Oh yes, they’ve instead modernised the source material in a bid to make it accessible to those who dislike reading or television shows set any further in the past than the 1960s. An example is the 2008 miniseries Lost in Austen. Having its début on ITV in the UK, the story revolves around Amanda (Jemima Rooper), an ardent Jane Austen fan who lives in present day London. By chance she finds herself swapping places with Austen’s fictional creation Elizabeth Bennet (Gemma Arterton). What did it achieve?
Well, you could call it a social commentary on Elizabeth Bennet, specifically how she was clearly born in the wrong era, fitting into modern society far better than 18th century England. In reality though, most people saw the show for what it was: A way for Darcy fans to kick Elizabeth to the curb and fantasize about taking her place. They lived through Amanda as she won Darcy’s heart and lived the dream. And oh do we dream.
The most recent retelling of Ms Bennet’s (or Mrs Darcy’s) eventful love life has brought the story to the internet generation.

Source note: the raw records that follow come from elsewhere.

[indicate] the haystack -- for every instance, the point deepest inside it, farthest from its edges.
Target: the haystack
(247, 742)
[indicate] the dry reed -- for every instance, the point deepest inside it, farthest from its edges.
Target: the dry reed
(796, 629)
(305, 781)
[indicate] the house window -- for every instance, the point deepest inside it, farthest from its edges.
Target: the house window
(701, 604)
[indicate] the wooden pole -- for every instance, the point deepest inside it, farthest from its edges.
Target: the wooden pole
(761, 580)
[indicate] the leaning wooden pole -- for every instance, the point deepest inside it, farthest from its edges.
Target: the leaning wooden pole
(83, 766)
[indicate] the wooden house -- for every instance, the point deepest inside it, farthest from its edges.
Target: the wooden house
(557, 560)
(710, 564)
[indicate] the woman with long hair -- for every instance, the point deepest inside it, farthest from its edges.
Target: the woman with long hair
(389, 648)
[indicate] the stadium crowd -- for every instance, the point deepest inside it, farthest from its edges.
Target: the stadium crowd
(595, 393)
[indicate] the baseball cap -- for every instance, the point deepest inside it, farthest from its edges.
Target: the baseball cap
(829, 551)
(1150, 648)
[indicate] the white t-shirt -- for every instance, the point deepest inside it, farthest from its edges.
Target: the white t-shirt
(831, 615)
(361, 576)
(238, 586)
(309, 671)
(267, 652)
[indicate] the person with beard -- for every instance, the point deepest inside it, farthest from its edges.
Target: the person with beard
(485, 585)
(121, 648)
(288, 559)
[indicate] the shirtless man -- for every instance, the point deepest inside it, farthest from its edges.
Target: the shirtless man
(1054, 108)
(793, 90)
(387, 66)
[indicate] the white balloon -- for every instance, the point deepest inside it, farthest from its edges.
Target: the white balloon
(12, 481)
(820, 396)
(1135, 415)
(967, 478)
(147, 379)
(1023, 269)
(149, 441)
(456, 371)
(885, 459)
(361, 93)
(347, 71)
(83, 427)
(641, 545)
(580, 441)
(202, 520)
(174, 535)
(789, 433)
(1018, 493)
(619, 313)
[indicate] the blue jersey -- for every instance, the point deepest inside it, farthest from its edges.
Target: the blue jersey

And it comes in the form of The Lizzie Bennet Diaries. Making its début on YouTube, the story is told in a vlog-style. Lizzie (Ashley Clements) narrates the trials and tribulations of her everyday life, with the help of her best friend Charlotte Lu and her two sisters Lydia and Jane. With 84 episodes so far, which are around three minutes in duration each, it’s a genuinely funny, engaging and accessible take on the novel.
From film to television to the web, if the media has proved one thing, it’s that there will always be new ways to tell Jane Austen’s stories and introduce them to the next generation. For now though, we can look back on the gems we’ve already seen, and wish Pride a Prejudice another prosperous 200 years.